Paylaş
GÜNE iyi başlamak için gerekli küçük şeyler tedarik edilmiş.
Billy Taylor'dan ‘‘I Wish I Knew’’ dinleniyor ve Milo Manara albümleri 7 bininci kez filan karıştırılıyor.
Ben işte, böyle sakin ve mutlu ve keyifli bir cumartesi için gerekli hazırlıkları tamamlamışken devreye Topesto girdi.
Kapı zili bir süredir bozuk olduğundan, eve gelenler, 'tok tok' allah ne verdiyse ekleştiriyor...
Fakat Topesto biraz abarttı.
Sandım ki Haçlı ordusu benim evin kapısına dayandı, veriyor koç başını emektar kapıma...
Huzur ortamı anında bozuldu tabii.
Bütün aksiliğiyle salona yayıldı.
Hayır, biliyor benim koltuğumu, mahsus oraya oturuyor dingil!
‘‘Nedir durumumuz hayatta?’’ dedim.
‘‘Normal’’ diye cevap verdi.
*
Sonra 10 gün önceki filan bir Hürriyet'i önüme fırlatıp ‘‘Bu başlığı güçlendirebilirdiniz’’ dedi.
Topesto'nun böyle bir genel yayın yönetmenleri üstü hali hep vardı zaten.
Hangi habermiş diye baktım. ‘‘Aç kalan Hutular, gorilleri yemeye başladı’’ diye bir haber.
‘‘Daha ne diyeceklerdi, başlık gayet net ve sarih’’ dedim.
'Olur mu böyle olur mu, kardeş kardeşi yer mi' diye bir patlangaç koyulsaymış, çok esprili olurmuş.
Gözlerim herhalde dana gözü kadar olmuştur, bu hiper ırkçı yaklaşım karşısında.
Ama bu nasıl gülüyor, anlatamam (itiraf edeyim, istemeden de olsa, ben de güldüm).
‘‘Sen ya hain, ya ırkçı, ya da ikisi birdensin’’ dedim.

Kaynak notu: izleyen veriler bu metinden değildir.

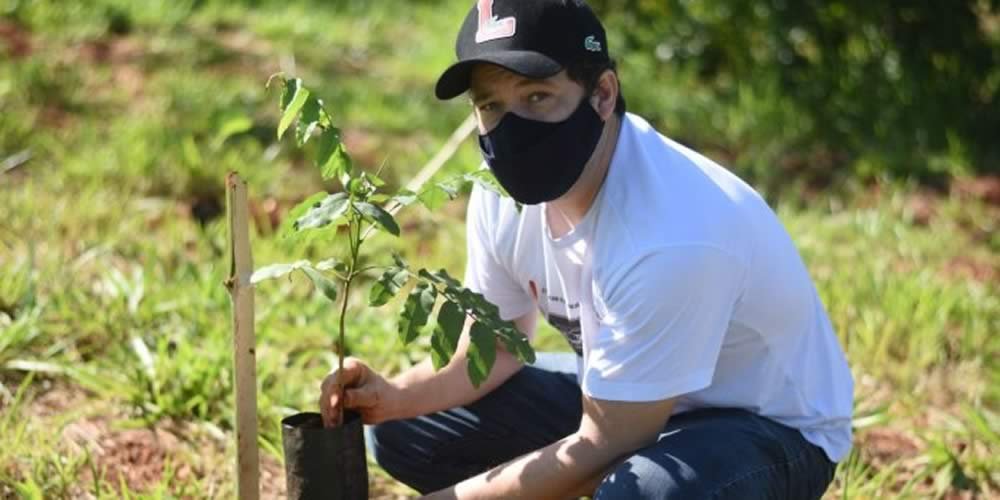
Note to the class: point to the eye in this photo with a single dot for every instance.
(538, 97)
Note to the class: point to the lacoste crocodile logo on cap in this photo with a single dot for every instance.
(491, 28)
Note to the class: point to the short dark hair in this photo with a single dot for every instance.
(588, 73)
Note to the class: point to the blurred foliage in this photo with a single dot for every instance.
(825, 89)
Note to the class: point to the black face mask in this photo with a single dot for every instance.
(540, 161)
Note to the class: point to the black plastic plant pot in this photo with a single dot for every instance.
(324, 463)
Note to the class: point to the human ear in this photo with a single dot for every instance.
(606, 94)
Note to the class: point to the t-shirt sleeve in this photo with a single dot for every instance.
(484, 272)
(662, 323)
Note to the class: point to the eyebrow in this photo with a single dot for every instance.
(521, 82)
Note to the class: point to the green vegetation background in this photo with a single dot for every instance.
(871, 128)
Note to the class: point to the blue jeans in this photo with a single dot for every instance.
(711, 453)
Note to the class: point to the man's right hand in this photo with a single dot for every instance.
(365, 392)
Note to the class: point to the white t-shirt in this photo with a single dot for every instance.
(680, 281)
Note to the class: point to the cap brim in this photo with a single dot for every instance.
(455, 80)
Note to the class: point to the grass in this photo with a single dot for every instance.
(113, 316)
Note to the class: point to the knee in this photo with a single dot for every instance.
(641, 477)
(385, 443)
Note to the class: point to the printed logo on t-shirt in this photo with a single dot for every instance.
(570, 328)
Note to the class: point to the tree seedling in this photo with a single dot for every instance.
(355, 214)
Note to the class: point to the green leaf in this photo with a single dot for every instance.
(482, 353)
(400, 261)
(437, 195)
(486, 179)
(416, 311)
(275, 271)
(373, 179)
(405, 197)
(292, 101)
(323, 213)
(288, 226)
(378, 215)
(233, 126)
(309, 121)
(320, 281)
(332, 158)
(516, 343)
(387, 286)
(446, 334)
(332, 264)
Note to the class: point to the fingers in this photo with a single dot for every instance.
(354, 374)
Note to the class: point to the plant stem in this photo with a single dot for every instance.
(354, 232)
(340, 346)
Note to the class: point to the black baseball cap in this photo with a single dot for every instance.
(533, 38)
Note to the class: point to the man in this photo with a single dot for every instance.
(705, 365)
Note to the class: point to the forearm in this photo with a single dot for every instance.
(569, 468)
(423, 391)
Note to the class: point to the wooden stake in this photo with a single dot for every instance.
(244, 342)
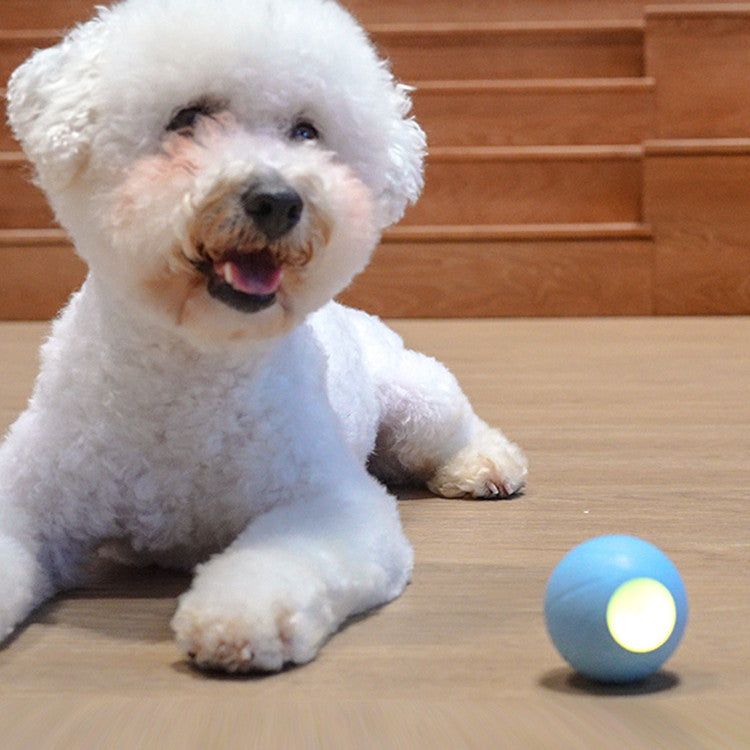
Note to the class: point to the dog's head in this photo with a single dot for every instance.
(230, 164)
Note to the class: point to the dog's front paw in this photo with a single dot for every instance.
(279, 621)
(490, 466)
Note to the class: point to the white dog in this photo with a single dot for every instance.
(225, 168)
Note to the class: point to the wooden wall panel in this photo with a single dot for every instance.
(699, 206)
(16, 46)
(22, 204)
(510, 278)
(36, 278)
(45, 14)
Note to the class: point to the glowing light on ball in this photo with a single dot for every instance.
(641, 615)
(615, 608)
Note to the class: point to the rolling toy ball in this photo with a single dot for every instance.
(615, 608)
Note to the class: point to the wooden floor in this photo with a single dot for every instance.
(637, 426)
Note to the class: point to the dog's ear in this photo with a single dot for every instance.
(405, 173)
(51, 108)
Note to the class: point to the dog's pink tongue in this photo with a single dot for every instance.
(251, 273)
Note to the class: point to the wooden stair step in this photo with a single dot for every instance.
(431, 51)
(536, 112)
(563, 184)
(700, 55)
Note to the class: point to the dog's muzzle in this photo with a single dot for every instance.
(249, 280)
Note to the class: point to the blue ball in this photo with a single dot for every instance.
(615, 608)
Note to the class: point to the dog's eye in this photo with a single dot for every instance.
(304, 131)
(186, 118)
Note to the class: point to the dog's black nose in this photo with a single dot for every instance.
(274, 206)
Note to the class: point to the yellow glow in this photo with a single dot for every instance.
(641, 615)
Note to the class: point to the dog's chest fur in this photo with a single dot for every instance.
(177, 443)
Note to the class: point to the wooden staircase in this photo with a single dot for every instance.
(591, 163)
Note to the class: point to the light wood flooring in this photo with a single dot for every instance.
(638, 426)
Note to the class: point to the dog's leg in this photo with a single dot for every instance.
(38, 557)
(293, 576)
(430, 432)
(24, 583)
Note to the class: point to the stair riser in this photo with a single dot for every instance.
(449, 279)
(514, 54)
(22, 204)
(457, 192)
(507, 279)
(519, 53)
(710, 97)
(519, 117)
(37, 280)
(33, 14)
(538, 192)
(516, 117)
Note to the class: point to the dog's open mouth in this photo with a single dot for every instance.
(245, 281)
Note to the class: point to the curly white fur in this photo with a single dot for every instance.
(201, 401)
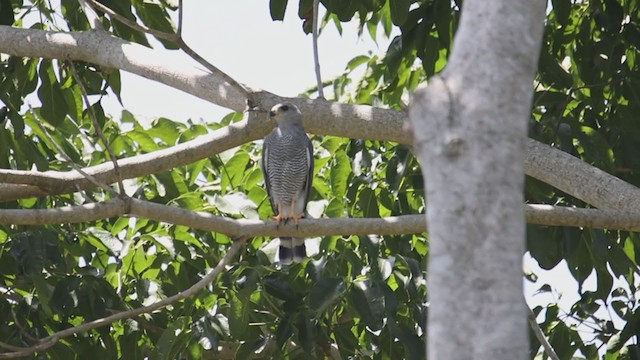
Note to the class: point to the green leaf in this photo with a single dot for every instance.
(340, 173)
(238, 315)
(277, 9)
(325, 292)
(368, 300)
(174, 339)
(54, 106)
(399, 11)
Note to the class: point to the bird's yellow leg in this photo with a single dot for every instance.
(296, 217)
(279, 218)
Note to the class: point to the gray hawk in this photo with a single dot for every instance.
(287, 165)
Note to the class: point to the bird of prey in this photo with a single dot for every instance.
(287, 165)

‘‘Sanki benim sünnet davetiyemi tanıdığım herkese e-posta yoluyla dağıtan kişi sen değilmişsin gibi konuşuyorsun’’ dedi.
Sen de hainsin demeye getiriyor, bu doğru.
Fakat herifin sünnet davetiyesi mükemmeldi.
Eskiden hızlı solcu olan bir anne-babanın, biricik evlatları için hazırlattığı bu davetiye, Guggenheim'da bile sergilenebilecek bir tasarım harikasıydı.
Detaylandırırsam Topesto kesin bende kalıcı hasar bırakacağından bu konuyu 'şimdilik' kapatıyorum.
*
Sonra gömlek cebinden bir kupür çıkardı ve yüksek sesle okumaya başladı.
Prens Philip'in gaflarıymış...
Siz de okumuş olabilirsiniz. Yok işte, ‘‘1981'de İngiltere'deki kriz sırasında, ‘‘Herkes daha çok tatil yapmak istiyordu. Şimdi neden işsizlikten yakınıyorlar, anlamıyorum’’ filan diyor.
Komik ama acımasız.
Topesto, acımasız davranmadan iyi espri yapılamayacağını savunduğu için Prens Philip'i yeni ilahı ilan etti.
Aşağılık bir insan yani sizin de gördüğünüz gibi.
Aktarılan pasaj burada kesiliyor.